AI, we zien er wel brood in, maar het is zeker niet heilig. Kunstmatige intelligentie kan ons leven aanzienlijk makkelijk maken, maar er kleven ook allerlei nadelen aan die lang niet allemaal goed worden belicht. We noemen er vijf.
Dit is geen verrassing: het punt dat het vaakst negatief naar voren komt als het over AI gaat, dat is dat het banen zou gaan innemen. Zoals we laatst al schreven, zal dat ook wel gaan gebeuren en daarbij gaan de banen met lagere lonen er eerder aan.
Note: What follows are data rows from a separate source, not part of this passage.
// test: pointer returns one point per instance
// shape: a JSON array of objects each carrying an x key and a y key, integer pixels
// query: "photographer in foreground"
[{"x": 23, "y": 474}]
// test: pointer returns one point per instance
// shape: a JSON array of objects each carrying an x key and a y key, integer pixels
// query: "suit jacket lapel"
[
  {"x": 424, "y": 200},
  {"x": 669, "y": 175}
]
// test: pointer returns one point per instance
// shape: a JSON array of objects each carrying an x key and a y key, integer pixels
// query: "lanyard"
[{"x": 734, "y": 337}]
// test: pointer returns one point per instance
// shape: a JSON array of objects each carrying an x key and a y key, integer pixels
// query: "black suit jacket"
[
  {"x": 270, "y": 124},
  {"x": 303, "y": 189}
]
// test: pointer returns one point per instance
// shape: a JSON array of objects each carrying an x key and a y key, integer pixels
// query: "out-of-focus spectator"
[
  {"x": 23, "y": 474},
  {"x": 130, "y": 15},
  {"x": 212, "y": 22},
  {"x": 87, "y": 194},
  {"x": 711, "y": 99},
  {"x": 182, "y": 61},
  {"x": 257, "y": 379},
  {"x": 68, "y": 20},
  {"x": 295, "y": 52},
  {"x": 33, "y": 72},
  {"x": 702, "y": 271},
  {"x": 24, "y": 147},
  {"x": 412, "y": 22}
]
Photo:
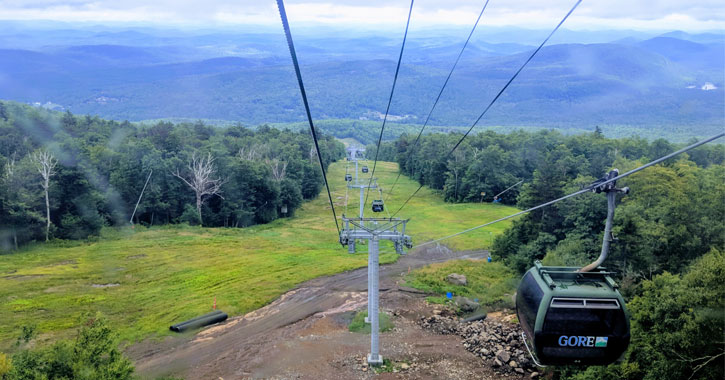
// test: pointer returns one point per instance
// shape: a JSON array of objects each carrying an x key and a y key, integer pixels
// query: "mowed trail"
[{"x": 230, "y": 348}]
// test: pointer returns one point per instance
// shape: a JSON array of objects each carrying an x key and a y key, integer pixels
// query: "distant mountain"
[{"x": 638, "y": 81}]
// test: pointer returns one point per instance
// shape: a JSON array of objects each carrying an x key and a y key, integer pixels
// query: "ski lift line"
[
  {"x": 435, "y": 103},
  {"x": 585, "y": 190},
  {"x": 516, "y": 74},
  {"x": 390, "y": 99},
  {"x": 290, "y": 44},
  {"x": 509, "y": 188}
]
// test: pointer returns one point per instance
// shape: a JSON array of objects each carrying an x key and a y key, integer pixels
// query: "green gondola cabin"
[{"x": 572, "y": 317}]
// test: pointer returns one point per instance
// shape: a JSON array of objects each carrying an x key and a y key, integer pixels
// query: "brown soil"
[{"x": 304, "y": 335}]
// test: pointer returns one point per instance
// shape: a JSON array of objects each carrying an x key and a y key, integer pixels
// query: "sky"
[{"x": 696, "y": 15}]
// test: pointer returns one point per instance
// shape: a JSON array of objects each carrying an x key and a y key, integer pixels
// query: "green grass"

Dat betekent dat in eerste instantie vooral vrouwen en mensen met een migratie-achtergrond last hebben van deze technologie. Baanverlies is overigens wel een heel negatieve manier om ernaar te kijken: het zal uiteindelijk ook veel banen opleveren, naast dat het ons als mensen meer kansen geeft om zelf creatiever werk te gaan doen. Echter breekt er toch echt eerst een tijd aan waarin we qua banen vooral de nadelen zullen zien.
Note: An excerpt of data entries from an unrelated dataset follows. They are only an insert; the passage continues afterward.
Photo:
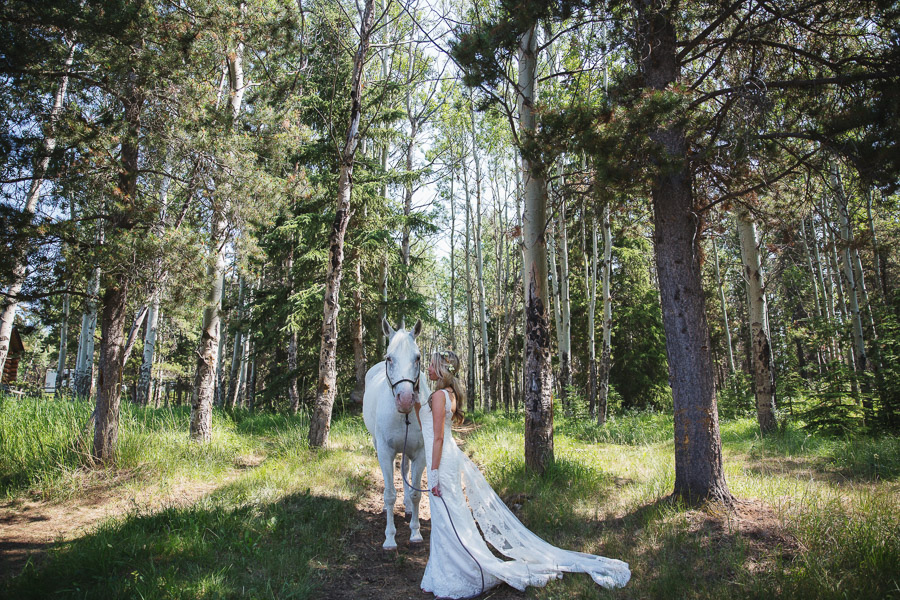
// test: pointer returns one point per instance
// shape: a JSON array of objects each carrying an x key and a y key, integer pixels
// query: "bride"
[{"x": 460, "y": 565}]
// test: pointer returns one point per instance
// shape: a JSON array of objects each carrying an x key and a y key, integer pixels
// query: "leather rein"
[{"x": 387, "y": 374}]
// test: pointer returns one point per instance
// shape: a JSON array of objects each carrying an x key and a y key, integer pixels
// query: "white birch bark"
[
  {"x": 63, "y": 340},
  {"x": 724, "y": 304},
  {"x": 479, "y": 274},
  {"x": 452, "y": 263},
  {"x": 590, "y": 282},
  {"x": 205, "y": 376},
  {"x": 861, "y": 356},
  {"x": 565, "y": 350},
  {"x": 19, "y": 250},
  {"x": 470, "y": 309},
  {"x": 761, "y": 351},
  {"x": 538, "y": 398},
  {"x": 84, "y": 365},
  {"x": 142, "y": 393},
  {"x": 606, "y": 351}
]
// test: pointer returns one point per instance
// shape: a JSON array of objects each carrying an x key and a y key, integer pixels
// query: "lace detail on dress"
[{"x": 451, "y": 571}]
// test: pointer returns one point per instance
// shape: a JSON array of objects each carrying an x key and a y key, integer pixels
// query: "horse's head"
[{"x": 402, "y": 364}]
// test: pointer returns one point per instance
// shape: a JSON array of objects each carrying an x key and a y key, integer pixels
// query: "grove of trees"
[{"x": 600, "y": 206}]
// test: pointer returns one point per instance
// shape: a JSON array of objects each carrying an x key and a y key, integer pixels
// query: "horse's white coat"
[{"x": 388, "y": 428}]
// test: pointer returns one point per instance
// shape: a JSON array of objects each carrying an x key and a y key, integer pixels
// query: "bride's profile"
[{"x": 460, "y": 565}]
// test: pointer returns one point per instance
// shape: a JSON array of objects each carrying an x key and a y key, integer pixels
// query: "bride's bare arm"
[{"x": 437, "y": 412}]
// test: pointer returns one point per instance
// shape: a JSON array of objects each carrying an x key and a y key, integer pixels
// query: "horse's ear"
[{"x": 387, "y": 329}]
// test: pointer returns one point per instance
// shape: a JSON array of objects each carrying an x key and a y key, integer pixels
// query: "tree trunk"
[
  {"x": 114, "y": 299},
  {"x": 470, "y": 310},
  {"x": 234, "y": 379},
  {"x": 205, "y": 375},
  {"x": 557, "y": 305},
  {"x": 590, "y": 293},
  {"x": 63, "y": 337},
  {"x": 320, "y": 424},
  {"x": 109, "y": 385},
  {"x": 84, "y": 365},
  {"x": 606, "y": 352},
  {"x": 862, "y": 361},
  {"x": 827, "y": 290},
  {"x": 538, "y": 396},
  {"x": 146, "y": 372},
  {"x": 452, "y": 265},
  {"x": 407, "y": 212},
  {"x": 479, "y": 274},
  {"x": 565, "y": 349},
  {"x": 699, "y": 472},
  {"x": 731, "y": 368},
  {"x": 19, "y": 250},
  {"x": 142, "y": 391},
  {"x": 761, "y": 351},
  {"x": 207, "y": 354}
]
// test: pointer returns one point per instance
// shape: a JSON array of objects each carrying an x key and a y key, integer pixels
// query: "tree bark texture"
[
  {"x": 320, "y": 424},
  {"x": 538, "y": 391},
  {"x": 761, "y": 349},
  {"x": 479, "y": 274},
  {"x": 699, "y": 471},
  {"x": 606, "y": 351},
  {"x": 203, "y": 392},
  {"x": 63, "y": 340},
  {"x": 84, "y": 363},
  {"x": 115, "y": 296},
  {"x": 359, "y": 334},
  {"x": 109, "y": 384},
  {"x": 19, "y": 251},
  {"x": 724, "y": 305},
  {"x": 565, "y": 349}
]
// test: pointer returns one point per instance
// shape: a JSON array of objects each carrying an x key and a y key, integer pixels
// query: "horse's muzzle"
[{"x": 405, "y": 401}]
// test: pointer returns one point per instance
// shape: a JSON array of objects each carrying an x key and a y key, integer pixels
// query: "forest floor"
[
  {"x": 30, "y": 527},
  {"x": 257, "y": 514}
]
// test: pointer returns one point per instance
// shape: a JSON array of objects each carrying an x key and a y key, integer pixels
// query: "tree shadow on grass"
[{"x": 208, "y": 550}]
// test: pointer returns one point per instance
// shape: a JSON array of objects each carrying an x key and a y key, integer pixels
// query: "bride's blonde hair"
[{"x": 446, "y": 365}]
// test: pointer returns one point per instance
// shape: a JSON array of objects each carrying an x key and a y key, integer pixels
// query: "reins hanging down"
[{"x": 447, "y": 508}]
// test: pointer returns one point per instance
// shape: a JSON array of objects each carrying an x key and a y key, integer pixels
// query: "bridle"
[{"x": 415, "y": 384}]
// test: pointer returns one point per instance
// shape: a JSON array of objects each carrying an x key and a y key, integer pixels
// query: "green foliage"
[
  {"x": 832, "y": 408},
  {"x": 736, "y": 398},
  {"x": 639, "y": 371}
]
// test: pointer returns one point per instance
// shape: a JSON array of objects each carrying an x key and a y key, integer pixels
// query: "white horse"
[{"x": 393, "y": 386}]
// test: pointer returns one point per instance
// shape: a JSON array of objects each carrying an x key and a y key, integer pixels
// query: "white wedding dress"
[{"x": 451, "y": 571}]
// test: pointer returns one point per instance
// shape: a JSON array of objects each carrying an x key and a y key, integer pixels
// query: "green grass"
[{"x": 829, "y": 507}]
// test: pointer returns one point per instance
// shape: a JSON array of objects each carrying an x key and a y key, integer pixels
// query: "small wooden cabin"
[{"x": 11, "y": 366}]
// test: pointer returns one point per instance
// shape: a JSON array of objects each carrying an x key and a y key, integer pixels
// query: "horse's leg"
[
  {"x": 407, "y": 493},
  {"x": 418, "y": 466},
  {"x": 386, "y": 460}
]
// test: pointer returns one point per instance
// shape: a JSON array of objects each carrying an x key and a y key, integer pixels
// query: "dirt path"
[
  {"x": 28, "y": 528},
  {"x": 371, "y": 573}
]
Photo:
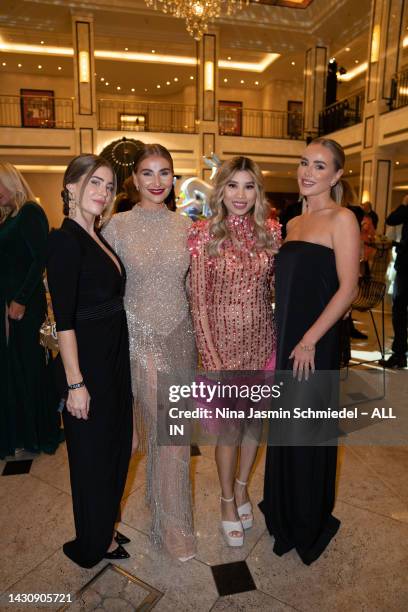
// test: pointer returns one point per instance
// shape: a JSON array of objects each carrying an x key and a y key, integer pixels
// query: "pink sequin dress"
[{"x": 231, "y": 297}]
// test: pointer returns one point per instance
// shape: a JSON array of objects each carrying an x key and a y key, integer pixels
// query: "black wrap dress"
[{"x": 87, "y": 295}]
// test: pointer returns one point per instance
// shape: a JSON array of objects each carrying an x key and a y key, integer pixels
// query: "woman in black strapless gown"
[{"x": 316, "y": 281}]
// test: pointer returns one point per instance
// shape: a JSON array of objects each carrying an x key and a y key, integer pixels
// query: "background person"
[
  {"x": 28, "y": 401},
  {"x": 232, "y": 269}
]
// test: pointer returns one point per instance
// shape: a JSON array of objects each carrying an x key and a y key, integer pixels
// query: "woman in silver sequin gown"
[{"x": 152, "y": 243}]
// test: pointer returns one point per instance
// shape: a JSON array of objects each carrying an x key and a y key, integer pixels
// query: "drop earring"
[{"x": 71, "y": 205}]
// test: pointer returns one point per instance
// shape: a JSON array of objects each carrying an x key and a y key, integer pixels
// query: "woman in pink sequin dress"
[{"x": 232, "y": 267}]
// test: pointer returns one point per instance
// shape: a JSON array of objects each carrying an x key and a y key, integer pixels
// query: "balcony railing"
[
  {"x": 342, "y": 114},
  {"x": 399, "y": 90},
  {"x": 36, "y": 111},
  {"x": 133, "y": 116},
  {"x": 238, "y": 121}
]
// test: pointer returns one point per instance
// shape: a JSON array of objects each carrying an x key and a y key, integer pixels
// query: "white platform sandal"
[
  {"x": 230, "y": 526},
  {"x": 245, "y": 511}
]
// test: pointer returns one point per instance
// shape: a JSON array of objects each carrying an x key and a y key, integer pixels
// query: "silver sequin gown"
[{"x": 153, "y": 248}]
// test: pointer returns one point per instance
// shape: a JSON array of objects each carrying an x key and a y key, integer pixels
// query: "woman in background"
[
  {"x": 87, "y": 284},
  {"x": 28, "y": 405},
  {"x": 232, "y": 269},
  {"x": 317, "y": 272}
]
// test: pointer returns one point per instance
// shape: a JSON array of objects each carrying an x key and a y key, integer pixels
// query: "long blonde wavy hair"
[
  {"x": 17, "y": 186},
  {"x": 218, "y": 228}
]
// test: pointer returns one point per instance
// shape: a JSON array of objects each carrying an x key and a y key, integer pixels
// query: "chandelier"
[{"x": 197, "y": 13}]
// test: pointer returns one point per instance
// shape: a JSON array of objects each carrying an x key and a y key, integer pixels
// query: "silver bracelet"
[{"x": 76, "y": 386}]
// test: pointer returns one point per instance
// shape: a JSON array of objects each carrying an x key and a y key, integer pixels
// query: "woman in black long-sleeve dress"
[
  {"x": 87, "y": 282},
  {"x": 316, "y": 281}
]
Denk aan Robocop, denk aan Terminator: dit zijn films die ons al waarschuwen voor kunstmatige intelligentie en robots. Wat als die allemaal veel sneller, sterker en slimmer worden dan wij? We kunnen de AI dan niet meer de baas zijn, als we al kunnen stellen dat we dat nu nog zijn. Laatst sprak regisseur James Cameron zich er nog over uit, de maker van Terminator: hij heeft ons gewaarschuwd en wij luisteren niet. “Ik denk dat de bewapening van AI het grootste gevaar is. Ik denk dat we in het equivalent van een nucleaire wapenwedloop met AI terechtkomen en als wij het niet bouwen, zullen de anderen het zeker bouwen en dan zal het escaleren. Je zou je een AI in een gevechtstoneel kunnen voorstellen. De hele zaak wordt gewoon uitgevochten door de computers met een snelheid waarmee mensen niet meer kunnen ingrijpen, en je hebt geen mogelijkheid om te deëscaleren.” Oorlogsgevaar dus.
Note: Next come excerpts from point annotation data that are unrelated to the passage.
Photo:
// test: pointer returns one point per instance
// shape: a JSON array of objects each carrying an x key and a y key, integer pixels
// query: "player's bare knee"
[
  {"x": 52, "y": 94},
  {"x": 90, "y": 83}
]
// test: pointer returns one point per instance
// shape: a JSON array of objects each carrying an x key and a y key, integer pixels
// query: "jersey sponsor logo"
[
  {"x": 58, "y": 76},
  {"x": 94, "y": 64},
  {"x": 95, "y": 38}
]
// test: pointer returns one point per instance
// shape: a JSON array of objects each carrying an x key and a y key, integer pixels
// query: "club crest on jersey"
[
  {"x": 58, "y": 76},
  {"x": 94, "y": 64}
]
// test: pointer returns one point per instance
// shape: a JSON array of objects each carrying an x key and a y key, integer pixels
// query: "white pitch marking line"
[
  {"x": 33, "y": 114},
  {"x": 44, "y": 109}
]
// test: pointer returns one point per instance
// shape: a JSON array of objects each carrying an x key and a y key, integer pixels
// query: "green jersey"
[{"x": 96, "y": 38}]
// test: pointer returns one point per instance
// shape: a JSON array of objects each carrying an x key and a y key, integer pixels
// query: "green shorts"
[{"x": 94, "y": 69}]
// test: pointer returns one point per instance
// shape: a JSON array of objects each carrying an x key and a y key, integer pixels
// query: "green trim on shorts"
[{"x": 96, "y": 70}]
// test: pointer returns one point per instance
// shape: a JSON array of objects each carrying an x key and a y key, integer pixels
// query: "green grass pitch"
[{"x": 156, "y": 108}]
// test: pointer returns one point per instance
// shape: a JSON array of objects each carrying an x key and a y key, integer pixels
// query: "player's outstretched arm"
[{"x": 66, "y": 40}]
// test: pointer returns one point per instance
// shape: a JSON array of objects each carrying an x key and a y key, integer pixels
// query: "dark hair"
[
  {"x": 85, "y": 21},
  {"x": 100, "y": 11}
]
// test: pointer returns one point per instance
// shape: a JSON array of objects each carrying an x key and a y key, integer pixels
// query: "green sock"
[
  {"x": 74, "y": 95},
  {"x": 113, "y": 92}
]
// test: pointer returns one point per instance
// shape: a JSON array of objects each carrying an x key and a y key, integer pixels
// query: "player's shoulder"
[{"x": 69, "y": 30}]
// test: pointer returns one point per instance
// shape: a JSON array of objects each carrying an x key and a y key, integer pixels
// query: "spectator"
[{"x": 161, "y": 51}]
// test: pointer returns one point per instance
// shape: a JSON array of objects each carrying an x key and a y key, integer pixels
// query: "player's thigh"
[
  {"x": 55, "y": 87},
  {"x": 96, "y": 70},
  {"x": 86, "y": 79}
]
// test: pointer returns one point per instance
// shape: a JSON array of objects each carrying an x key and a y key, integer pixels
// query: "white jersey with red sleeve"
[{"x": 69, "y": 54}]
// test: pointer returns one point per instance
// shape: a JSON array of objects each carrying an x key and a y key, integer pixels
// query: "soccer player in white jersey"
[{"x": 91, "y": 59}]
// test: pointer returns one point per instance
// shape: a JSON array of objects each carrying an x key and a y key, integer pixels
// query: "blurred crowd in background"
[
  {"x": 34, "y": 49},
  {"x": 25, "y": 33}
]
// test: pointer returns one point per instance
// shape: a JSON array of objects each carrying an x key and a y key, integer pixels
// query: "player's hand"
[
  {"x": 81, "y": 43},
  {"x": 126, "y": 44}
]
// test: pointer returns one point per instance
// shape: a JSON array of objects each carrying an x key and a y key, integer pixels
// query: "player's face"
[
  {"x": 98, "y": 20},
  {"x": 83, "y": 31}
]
Kunstmatige intelligentie draagt ook bij aan het maken van deepfakes: filmpjes en video’s waarin bijvoorbeeld beroemdheden en politici allerlei dingen zeggen die ze in de realiteit helemaal niet hebben gezegd. De achterliggende systemen kunnen zo goed inschatten hoe een mens, of specifiek zelfs die mens (na wat video’s gevoed te krijgen bijvoorbeeld) beweegt en praat, dat de AI een precieze kopie van iemand kan maken. Het kan gevaarlijk zijn in het kader van het verspreiden van misinformatie, maar bijvoorbeeld ook helpen bij het verspreiden van phishing, omdat mensen overtuigd zijn dat het echt hun manager is die om gegevens vraagt. Deepfakes zijn al erg goed, onder andere de lenzen op Snapchat bewijzen al hoe goed IT-systemen ons kunnen begrijpen.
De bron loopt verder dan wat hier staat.